District Digging Into Reserve

BENTONVILLE — The School District likely will need about $6 million from its reserve to cover expenses for this fiscal year.

Sterling Ming, district finance director, said this week he projects revenue will be about $3 million less than what the district projected for this fiscal year that ends June 30. Property tax collection hasn’t met expectation, Ming wrote in a memorandum this month to the School Board.

By The Numbers

School District Finances

The Bentonville School District’s preliminary end-of-year budget projections:

w Projected revenue: $127,053,901

Projected expenses: $132,982,242

w Difference: $5,928,341

Source: Staff Report

Expenses have been higher than expected as well, in part to accommodate growth, according to Ming. Expenses included $2.4 million to buy a building for the district’s alternative learning program.

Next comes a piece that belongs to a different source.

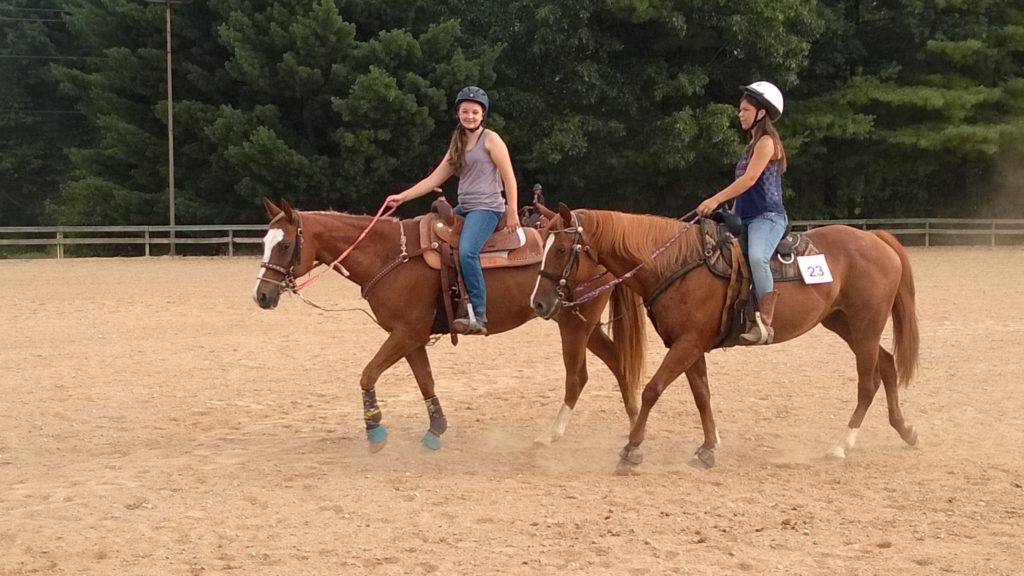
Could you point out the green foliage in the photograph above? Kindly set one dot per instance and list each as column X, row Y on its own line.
column 893, row 108
column 36, row 122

Ming projects the district will end the fiscal year with $20.1 million in reserve. It started the year with $26.8 million in reserve.

The School Board's goal is to keep at least 17 percent of its annual budget in reserve, which this year would equal about $22.1 million.

Travis Riggs, School Board president, said at Monday’s board meeting the district is still in good financial shape.

“To keep it in perspective, a few years ago we would have been happy with a $16 million fund balance,” Riggs said. “We were much lower than that. We can’t continue to have years that take that big of a hit out of our reserve, but we’re still in good shape.”

The School District opened two school — an elementary school and a middle school — in the past year. This fall the district will open a junior high school.

Opening buildings is costly, school officials said. The district now has to figure out where it can trim expenses to balance its budget.

“The term that I use is a horticultural term. That would be ‘prune,’” Ming said at Monday’s meeting. “Sometimes you prune dead wood or other parts of a tree or bush so it can flourish and grow. You do the same thing in budgets. You have to go in on occasion and prune your budget so it can grow. That’s where we are.”

Ming assured the board the district isn't in a crisis situation.

The board will seek voter approval in September of a 2.9-mill tax increase to build a second high school. That request doesn't include money for operational expenses, something Riggs said needs to be considered in the future.

“We’ve not asked for operating mills,” Riggs said. “I think as a district we have to realize we can’t keep doing that. When we open buildings, it costs money. It costs a lot of money.”

The district’s preliminary budget for the 2013-14 school year shows expenditures exceeding revenue by $673,518, Ming said.

“We will go through and reduce some areas of spending to get us to that amount,” Michael Poore, district superintendent, said Friday. “When you look at $700,000 in terms of the overall percentage of the budget, it’s not a huge amount, but it’s still significant.”

Two big factors will affect the next fiscal year’s budget, Poore said. One is the enrollment count in October. The other is the preliminary report from the county on property assessments, which will be issued in December.

“That report will be telling, because we will have seen, I hope, some of the growth that’s going on, and higher assessed values,” Poore said.

Riggs suggested in the future the administration include updates in every board meeting agenda on how recommended expenditures will affect the bottom line.

“I know we always have this discussion, every time we approve an expenditure,” Riggs said. “We look at Dr. Ming and say, ‘Is this going to be OK?’ and then we get the nod. But we still don’t know often how many dollars that really is.”

A deeper understanding of the budget might cause board members to be more conservative, he said.

“I don’t know if there would have been a lot, but there may have been a few things where we said, ‘All right, let’s hold off another year until we’re in a different position,”’ Riggs said.